２Ａ画像入力部３イメージメモリ４文書構造解析部５文字認識部７ファイル装置９認識辞書２４文章解析処理部２５単語辞書／文法部 2A image input unit 3 image memory 4 document structure analysis unit 5 character recognition unit 7 file device 9 recognition dictionary 24 sentence analysis processing unit 25 word dictionary / grammar unit

Claims

[Claims]

1. An image input unit (2A) for inputting a document image
And a document structure analysis unit (4) that analyzes the input document image and divides it into regions with different attributes (character region, chart region, photo region), and extracts various types of information. , A character recognition unit (5) for performing character recognition on a character area using a recognition dictionary (9), and a file device (7) for storing document data (image data, character data, etc.) obtained by each unit. In the filing device with OCR, the document data stored in the file device (7),
A sentence analysis process is performed on the character data in the character area to extract erroneously recognized characters, and a sentence analysis processing unit (24) for obtaining the correct character information is provided. Recognition part (5)
The filing apparatus with OCR, wherein the recognition dictionary (9) is updated to enable optimization of the recognition dictionary.
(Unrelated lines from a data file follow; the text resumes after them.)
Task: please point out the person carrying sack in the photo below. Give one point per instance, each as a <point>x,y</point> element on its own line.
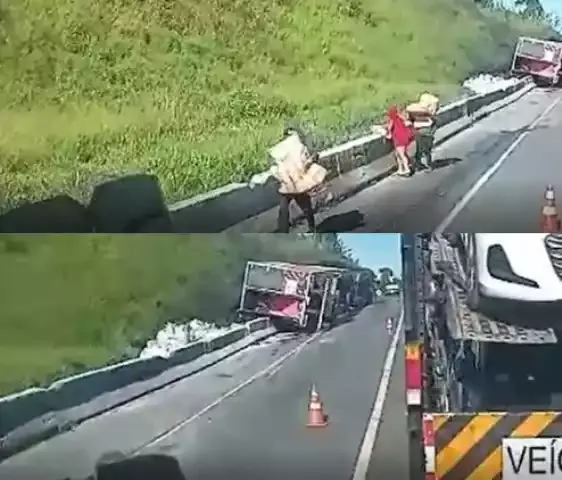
<point>299,175</point>
<point>422,115</point>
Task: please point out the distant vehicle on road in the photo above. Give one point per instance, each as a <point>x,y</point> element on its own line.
<point>519,267</point>
<point>392,289</point>
<point>539,58</point>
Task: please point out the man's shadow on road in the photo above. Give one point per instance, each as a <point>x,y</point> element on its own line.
<point>342,222</point>
<point>445,162</point>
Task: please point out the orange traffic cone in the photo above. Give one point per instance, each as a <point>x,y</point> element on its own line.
<point>550,221</point>
<point>316,416</point>
<point>389,324</point>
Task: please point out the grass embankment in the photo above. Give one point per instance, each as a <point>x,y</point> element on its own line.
<point>72,302</point>
<point>194,91</point>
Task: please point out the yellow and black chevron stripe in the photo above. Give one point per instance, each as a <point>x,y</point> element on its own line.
<point>469,446</point>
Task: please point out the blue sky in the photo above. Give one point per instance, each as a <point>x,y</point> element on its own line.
<point>375,250</point>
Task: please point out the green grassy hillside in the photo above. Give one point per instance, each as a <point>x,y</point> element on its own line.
<point>73,301</point>
<point>194,91</point>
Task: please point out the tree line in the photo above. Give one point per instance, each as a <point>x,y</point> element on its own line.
<point>531,9</point>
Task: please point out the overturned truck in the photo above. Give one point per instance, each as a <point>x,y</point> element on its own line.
<point>302,297</point>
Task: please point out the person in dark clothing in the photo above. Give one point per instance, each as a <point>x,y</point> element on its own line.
<point>423,156</point>
<point>423,116</point>
<point>289,191</point>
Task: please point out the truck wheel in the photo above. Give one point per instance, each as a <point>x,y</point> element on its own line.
<point>311,323</point>
<point>472,290</point>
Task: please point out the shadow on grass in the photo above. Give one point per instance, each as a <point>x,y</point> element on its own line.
<point>117,466</point>
<point>132,204</point>
<point>342,222</point>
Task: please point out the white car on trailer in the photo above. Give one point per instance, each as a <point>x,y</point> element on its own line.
<point>521,267</point>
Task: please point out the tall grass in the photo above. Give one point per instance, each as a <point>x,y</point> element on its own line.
<point>194,91</point>
<point>69,302</point>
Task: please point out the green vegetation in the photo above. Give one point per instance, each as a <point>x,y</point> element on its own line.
<point>70,302</point>
<point>194,91</point>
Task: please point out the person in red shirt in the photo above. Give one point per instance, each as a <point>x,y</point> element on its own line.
<point>401,134</point>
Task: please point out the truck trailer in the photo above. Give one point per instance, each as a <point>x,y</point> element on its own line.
<point>481,392</point>
<point>296,297</point>
<point>541,59</point>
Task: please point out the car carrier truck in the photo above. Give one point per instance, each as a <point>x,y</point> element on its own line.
<point>296,297</point>
<point>479,390</point>
<point>541,59</point>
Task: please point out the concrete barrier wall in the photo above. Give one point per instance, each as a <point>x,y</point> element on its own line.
<point>142,208</point>
<point>223,208</point>
<point>34,414</point>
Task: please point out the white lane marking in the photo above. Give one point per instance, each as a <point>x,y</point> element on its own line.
<point>364,458</point>
<point>464,201</point>
<point>274,366</point>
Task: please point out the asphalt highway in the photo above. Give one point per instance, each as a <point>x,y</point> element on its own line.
<point>490,178</point>
<point>247,415</point>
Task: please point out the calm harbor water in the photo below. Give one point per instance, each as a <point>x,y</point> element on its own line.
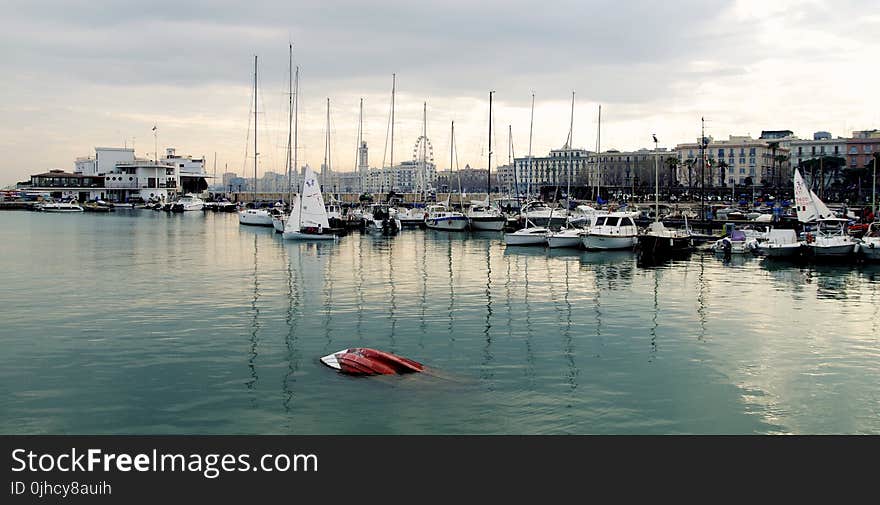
<point>143,322</point>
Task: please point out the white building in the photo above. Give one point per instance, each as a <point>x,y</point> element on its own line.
<point>403,178</point>
<point>822,145</point>
<point>743,156</point>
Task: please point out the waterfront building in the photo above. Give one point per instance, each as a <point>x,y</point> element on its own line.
<point>629,169</point>
<point>820,146</point>
<point>473,180</point>
<point>190,171</point>
<point>745,160</point>
<point>401,178</point>
<point>64,185</point>
<point>550,170</point>
<point>862,148</point>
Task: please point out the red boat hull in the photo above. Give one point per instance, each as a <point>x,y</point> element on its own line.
<point>366,361</point>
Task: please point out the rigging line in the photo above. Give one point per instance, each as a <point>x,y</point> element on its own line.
<point>247,142</point>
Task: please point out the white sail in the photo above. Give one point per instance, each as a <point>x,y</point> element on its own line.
<point>809,206</point>
<point>312,210</point>
<point>821,209</point>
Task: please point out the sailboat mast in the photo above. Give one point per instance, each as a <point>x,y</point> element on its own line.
<point>489,167</point>
<point>255,131</point>
<point>326,167</point>
<point>393,87</point>
<point>529,169</point>
<point>424,151</point>
<point>570,156</point>
<point>357,158</point>
<point>289,124</point>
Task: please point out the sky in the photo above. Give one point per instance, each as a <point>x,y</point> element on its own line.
<point>79,74</point>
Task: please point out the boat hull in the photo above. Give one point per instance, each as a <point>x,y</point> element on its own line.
<point>779,251</point>
<point>447,223</point>
<point>533,239</point>
<point>608,242</point>
<point>296,235</point>
<point>830,251</point>
<point>487,223</point>
<point>255,219</point>
<point>870,251</point>
<point>564,241</point>
<point>660,246</point>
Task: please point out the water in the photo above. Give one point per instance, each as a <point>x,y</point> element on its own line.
<point>142,322</point>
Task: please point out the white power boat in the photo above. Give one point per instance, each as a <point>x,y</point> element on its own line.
<point>566,237</point>
<point>482,216</point>
<point>830,239</point>
<point>188,202</point>
<point>583,216</point>
<point>779,244</point>
<point>738,242</point>
<point>869,247</point>
<point>308,216</point>
<point>380,218</point>
<point>542,214</point>
<point>530,235</point>
<point>53,206</point>
<point>441,217</point>
<point>614,230</point>
<point>256,217</point>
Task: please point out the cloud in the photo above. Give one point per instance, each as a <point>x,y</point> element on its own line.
<point>76,74</point>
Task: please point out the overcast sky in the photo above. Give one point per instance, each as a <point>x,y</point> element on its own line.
<point>79,74</point>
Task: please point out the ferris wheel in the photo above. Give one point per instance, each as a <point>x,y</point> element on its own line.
<point>423,152</point>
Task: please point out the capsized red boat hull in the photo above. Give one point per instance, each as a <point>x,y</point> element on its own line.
<point>366,361</point>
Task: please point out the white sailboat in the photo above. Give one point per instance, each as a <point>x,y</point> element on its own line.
<point>441,216</point>
<point>829,238</point>
<point>482,216</point>
<point>255,217</point>
<point>308,220</point>
<point>613,230</point>
<point>567,236</point>
<point>531,234</point>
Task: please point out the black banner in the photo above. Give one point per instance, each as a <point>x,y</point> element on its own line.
<point>405,469</point>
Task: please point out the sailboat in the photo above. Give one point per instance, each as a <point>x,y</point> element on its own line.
<point>658,241</point>
<point>567,236</point>
<point>441,216</point>
<point>255,216</point>
<point>308,217</point>
<point>482,216</point>
<point>416,215</point>
<point>278,221</point>
<point>531,234</point>
<point>830,238</point>
<point>381,217</point>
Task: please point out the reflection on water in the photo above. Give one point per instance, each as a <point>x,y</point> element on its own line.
<point>522,340</point>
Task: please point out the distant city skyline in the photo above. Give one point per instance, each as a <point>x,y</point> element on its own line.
<point>75,78</point>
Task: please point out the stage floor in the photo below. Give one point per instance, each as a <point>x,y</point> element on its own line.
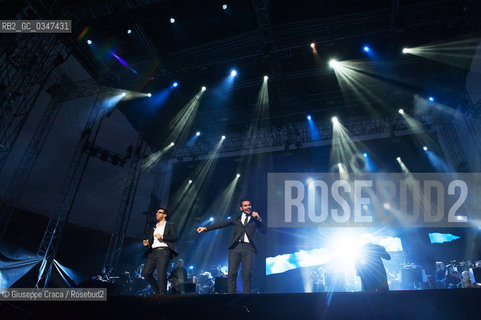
<point>421,304</point>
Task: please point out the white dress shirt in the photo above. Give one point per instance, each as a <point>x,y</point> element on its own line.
<point>244,216</point>
<point>159,230</point>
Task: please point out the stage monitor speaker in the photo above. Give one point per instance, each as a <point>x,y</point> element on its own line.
<point>412,275</point>
<point>220,285</point>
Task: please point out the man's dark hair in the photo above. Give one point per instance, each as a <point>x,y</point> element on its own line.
<point>244,199</point>
<point>165,210</point>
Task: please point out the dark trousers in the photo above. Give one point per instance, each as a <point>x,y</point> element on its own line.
<point>158,258</point>
<point>242,252</point>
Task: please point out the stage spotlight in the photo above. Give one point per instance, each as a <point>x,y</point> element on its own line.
<point>333,63</point>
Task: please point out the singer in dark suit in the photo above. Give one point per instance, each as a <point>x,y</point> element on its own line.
<point>160,250</point>
<point>241,247</point>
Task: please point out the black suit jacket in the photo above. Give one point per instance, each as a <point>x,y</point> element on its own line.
<point>169,237</point>
<point>238,229</point>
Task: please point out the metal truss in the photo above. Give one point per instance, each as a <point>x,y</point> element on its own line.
<point>26,164</point>
<point>125,209</point>
<point>50,242</point>
<point>25,67</point>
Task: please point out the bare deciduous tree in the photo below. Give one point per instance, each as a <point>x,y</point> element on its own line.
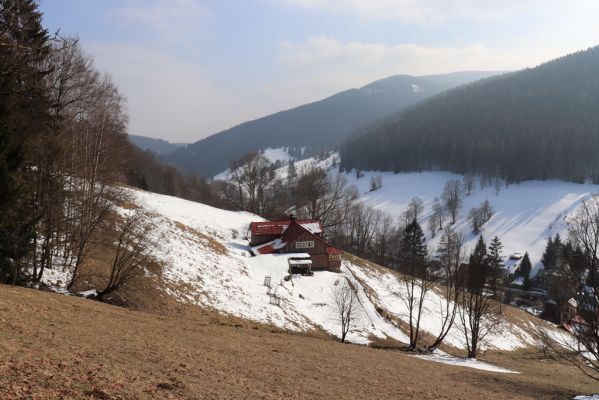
<point>133,248</point>
<point>477,310</point>
<point>583,351</point>
<point>345,302</point>
<point>415,208</point>
<point>450,253</point>
<point>452,198</point>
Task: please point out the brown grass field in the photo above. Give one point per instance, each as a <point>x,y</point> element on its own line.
<point>58,347</point>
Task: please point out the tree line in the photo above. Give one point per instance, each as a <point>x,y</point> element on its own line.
<point>64,156</point>
<point>539,123</point>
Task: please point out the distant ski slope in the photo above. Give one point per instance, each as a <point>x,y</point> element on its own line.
<point>206,262</point>
<point>526,214</point>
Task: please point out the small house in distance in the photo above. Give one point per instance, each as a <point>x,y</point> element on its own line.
<point>294,236</point>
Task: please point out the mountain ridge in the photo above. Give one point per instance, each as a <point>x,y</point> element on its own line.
<point>318,125</point>
<point>537,123</point>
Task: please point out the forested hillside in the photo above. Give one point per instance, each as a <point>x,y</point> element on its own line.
<point>537,123</point>
<point>315,126</point>
<point>158,146</point>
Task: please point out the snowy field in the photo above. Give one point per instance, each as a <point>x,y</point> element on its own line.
<point>526,214</point>
<point>207,262</point>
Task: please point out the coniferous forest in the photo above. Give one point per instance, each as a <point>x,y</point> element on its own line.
<point>539,123</point>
2. The filing device with OCR according to claim 1, further comprising a word dictionary and a word dictionary / grammar section (25) storing grammatical information, and the word dictionary / grammar section (25) word dictionary and grammar. A filing apparatus with OCR, characterized in that the sentence analysis processing section (24) is used to perform a sentence analysis process.
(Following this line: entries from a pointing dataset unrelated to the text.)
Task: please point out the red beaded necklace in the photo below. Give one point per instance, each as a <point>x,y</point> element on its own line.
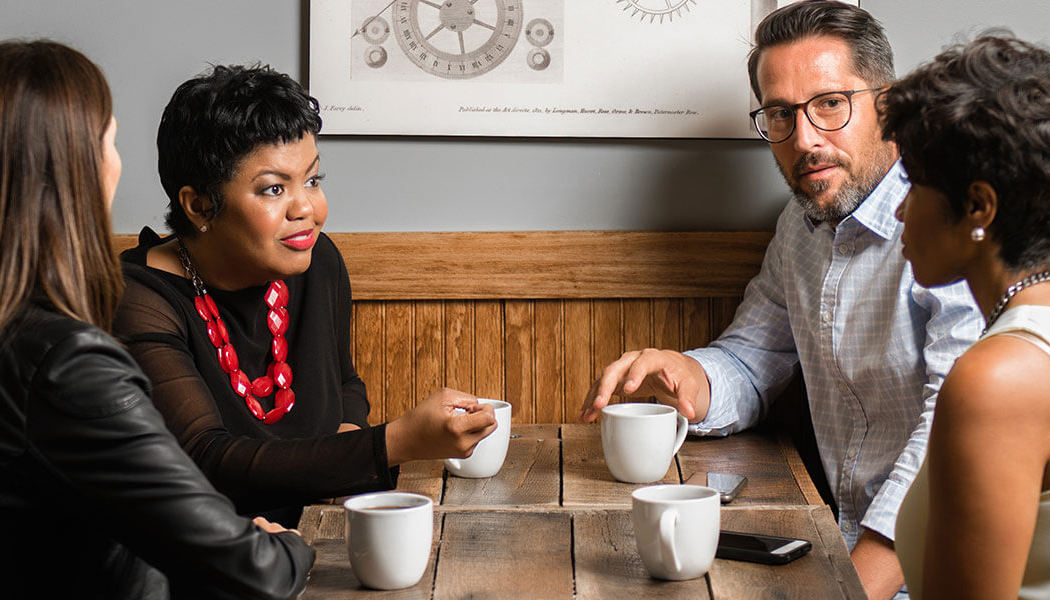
<point>278,374</point>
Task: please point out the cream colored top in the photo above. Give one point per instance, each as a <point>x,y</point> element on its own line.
<point>1031,323</point>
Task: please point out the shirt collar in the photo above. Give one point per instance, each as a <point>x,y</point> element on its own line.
<point>877,212</point>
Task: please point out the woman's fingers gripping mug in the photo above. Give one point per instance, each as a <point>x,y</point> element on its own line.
<point>389,537</point>
<point>489,453</point>
<point>676,529</point>
<point>641,439</point>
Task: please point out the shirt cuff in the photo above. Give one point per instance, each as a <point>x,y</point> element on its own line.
<point>722,415</point>
<point>881,515</point>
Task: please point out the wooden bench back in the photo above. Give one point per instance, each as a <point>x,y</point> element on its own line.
<point>530,317</point>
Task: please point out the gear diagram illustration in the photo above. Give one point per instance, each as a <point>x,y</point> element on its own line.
<point>457,39</point>
<point>656,8</point>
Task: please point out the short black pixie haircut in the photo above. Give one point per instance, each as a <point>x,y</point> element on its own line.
<point>981,111</point>
<point>215,120</point>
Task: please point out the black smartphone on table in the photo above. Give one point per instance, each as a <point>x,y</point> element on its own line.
<point>757,547</point>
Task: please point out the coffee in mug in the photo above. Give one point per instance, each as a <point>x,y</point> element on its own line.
<point>641,439</point>
<point>489,453</point>
<point>389,537</point>
<point>676,529</point>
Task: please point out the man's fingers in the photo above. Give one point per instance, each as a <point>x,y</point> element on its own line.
<point>477,421</point>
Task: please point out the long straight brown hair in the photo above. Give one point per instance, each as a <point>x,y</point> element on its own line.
<point>55,233</point>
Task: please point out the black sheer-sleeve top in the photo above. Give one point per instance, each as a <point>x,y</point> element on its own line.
<point>271,470</point>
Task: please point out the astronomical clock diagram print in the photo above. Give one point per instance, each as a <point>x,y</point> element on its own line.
<point>602,68</point>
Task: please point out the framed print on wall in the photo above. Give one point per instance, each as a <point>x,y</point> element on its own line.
<point>596,68</point>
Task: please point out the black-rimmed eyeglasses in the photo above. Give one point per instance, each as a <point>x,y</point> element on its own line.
<point>828,111</point>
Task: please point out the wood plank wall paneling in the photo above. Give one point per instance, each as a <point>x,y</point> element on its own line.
<point>530,317</point>
<point>540,355</point>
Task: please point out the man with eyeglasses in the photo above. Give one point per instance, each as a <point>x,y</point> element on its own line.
<point>834,296</point>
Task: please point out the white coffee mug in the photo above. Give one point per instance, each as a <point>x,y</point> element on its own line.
<point>489,453</point>
<point>389,536</point>
<point>676,529</point>
<point>639,439</point>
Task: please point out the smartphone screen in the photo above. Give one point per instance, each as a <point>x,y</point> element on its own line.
<point>756,547</point>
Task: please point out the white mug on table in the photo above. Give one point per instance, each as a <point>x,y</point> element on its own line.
<point>489,453</point>
<point>389,537</point>
<point>676,529</point>
<point>641,439</point>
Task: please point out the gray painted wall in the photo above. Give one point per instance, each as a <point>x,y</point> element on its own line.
<point>146,47</point>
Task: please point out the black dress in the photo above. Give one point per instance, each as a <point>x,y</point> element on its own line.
<point>269,470</point>
<point>97,498</point>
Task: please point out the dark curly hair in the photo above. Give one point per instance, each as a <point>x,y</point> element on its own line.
<point>873,58</point>
<point>981,111</point>
<point>215,120</point>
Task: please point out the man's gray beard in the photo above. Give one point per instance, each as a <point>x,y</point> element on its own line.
<point>852,193</point>
<point>846,200</point>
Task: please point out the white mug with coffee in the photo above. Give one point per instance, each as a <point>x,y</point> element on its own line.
<point>641,439</point>
<point>389,537</point>
<point>676,529</point>
<point>489,453</point>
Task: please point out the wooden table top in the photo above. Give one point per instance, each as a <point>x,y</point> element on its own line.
<point>553,523</point>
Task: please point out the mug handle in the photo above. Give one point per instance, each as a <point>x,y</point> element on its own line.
<point>679,436</point>
<point>667,521</point>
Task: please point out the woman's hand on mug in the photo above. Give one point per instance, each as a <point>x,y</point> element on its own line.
<point>435,429</point>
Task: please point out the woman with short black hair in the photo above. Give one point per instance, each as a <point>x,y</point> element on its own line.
<point>97,498</point>
<point>242,316</point>
<point>973,131</point>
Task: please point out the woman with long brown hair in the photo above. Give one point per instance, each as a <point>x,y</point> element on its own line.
<point>97,498</point>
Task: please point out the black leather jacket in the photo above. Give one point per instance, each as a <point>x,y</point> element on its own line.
<point>98,499</point>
3. The filing device with OCR according to claim 1, wherein when performing the recognition dictionary update processing by the character recognition unit (5), image data corresponding to the erroneously recognized character is generated based on the information about the erroneously recognized character. A filing apparatus with an OCR, which is characterized in that it is cut out to obtain a feature amount, and the recognition dictionary (9) is updated based on the feature amount.
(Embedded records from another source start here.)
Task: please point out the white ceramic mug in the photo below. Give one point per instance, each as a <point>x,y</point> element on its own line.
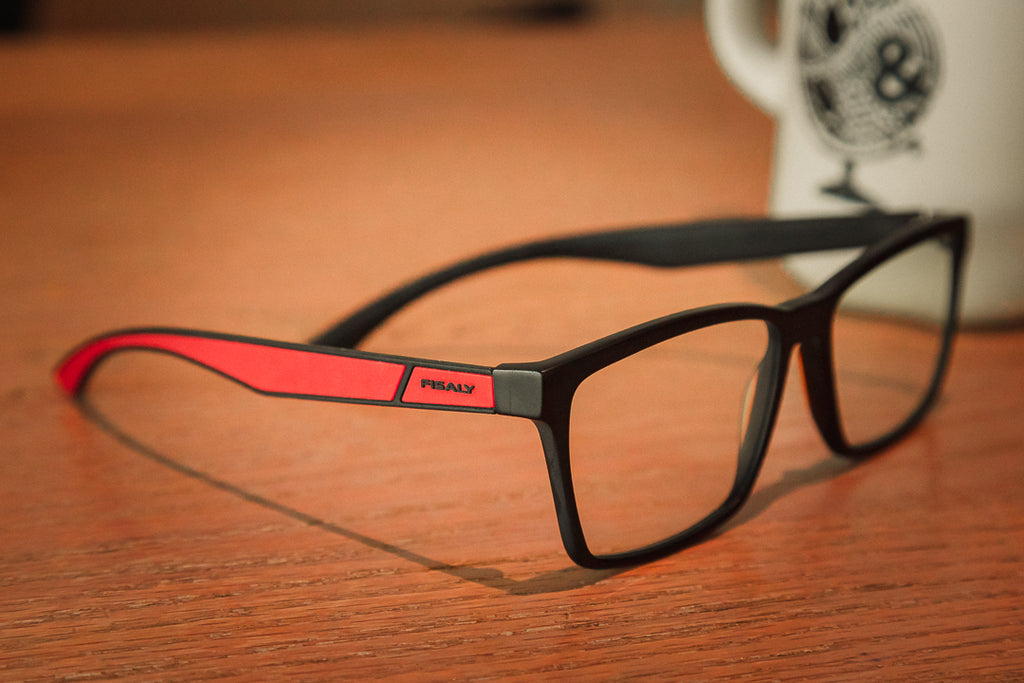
<point>895,104</point>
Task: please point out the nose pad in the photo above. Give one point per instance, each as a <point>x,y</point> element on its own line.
<point>820,386</point>
<point>748,403</point>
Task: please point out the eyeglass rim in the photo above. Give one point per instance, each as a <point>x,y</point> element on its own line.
<point>564,373</point>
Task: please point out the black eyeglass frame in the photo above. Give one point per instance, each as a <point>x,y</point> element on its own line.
<point>805,322</point>
<point>543,390</point>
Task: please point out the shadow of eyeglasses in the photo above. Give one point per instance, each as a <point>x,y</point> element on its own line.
<point>557,581</point>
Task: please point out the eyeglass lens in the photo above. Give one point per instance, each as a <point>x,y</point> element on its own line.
<point>888,338</point>
<point>654,438</point>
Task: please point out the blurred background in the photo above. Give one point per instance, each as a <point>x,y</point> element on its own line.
<point>75,15</point>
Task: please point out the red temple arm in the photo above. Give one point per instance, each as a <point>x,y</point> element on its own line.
<point>297,370</point>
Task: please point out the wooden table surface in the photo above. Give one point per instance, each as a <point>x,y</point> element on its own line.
<point>265,183</point>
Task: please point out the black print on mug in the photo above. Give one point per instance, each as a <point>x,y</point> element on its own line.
<point>868,70</point>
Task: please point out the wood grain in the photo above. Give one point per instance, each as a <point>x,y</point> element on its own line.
<point>264,183</point>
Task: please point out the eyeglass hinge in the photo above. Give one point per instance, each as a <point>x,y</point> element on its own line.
<point>517,392</point>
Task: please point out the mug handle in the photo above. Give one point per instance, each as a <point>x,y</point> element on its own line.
<point>742,47</point>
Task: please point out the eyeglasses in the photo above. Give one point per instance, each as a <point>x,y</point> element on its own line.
<point>653,436</point>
4. The filing apparatus with OCR according to claim 1, wherein the internal processing is multitasking, whereby a text analysis processing by the text analysis processing unit (24) and a recognition dictionary update processing by the character recognition unit (5). Is a filing device with OCR, which can be always executed as a background job regardless of other processing.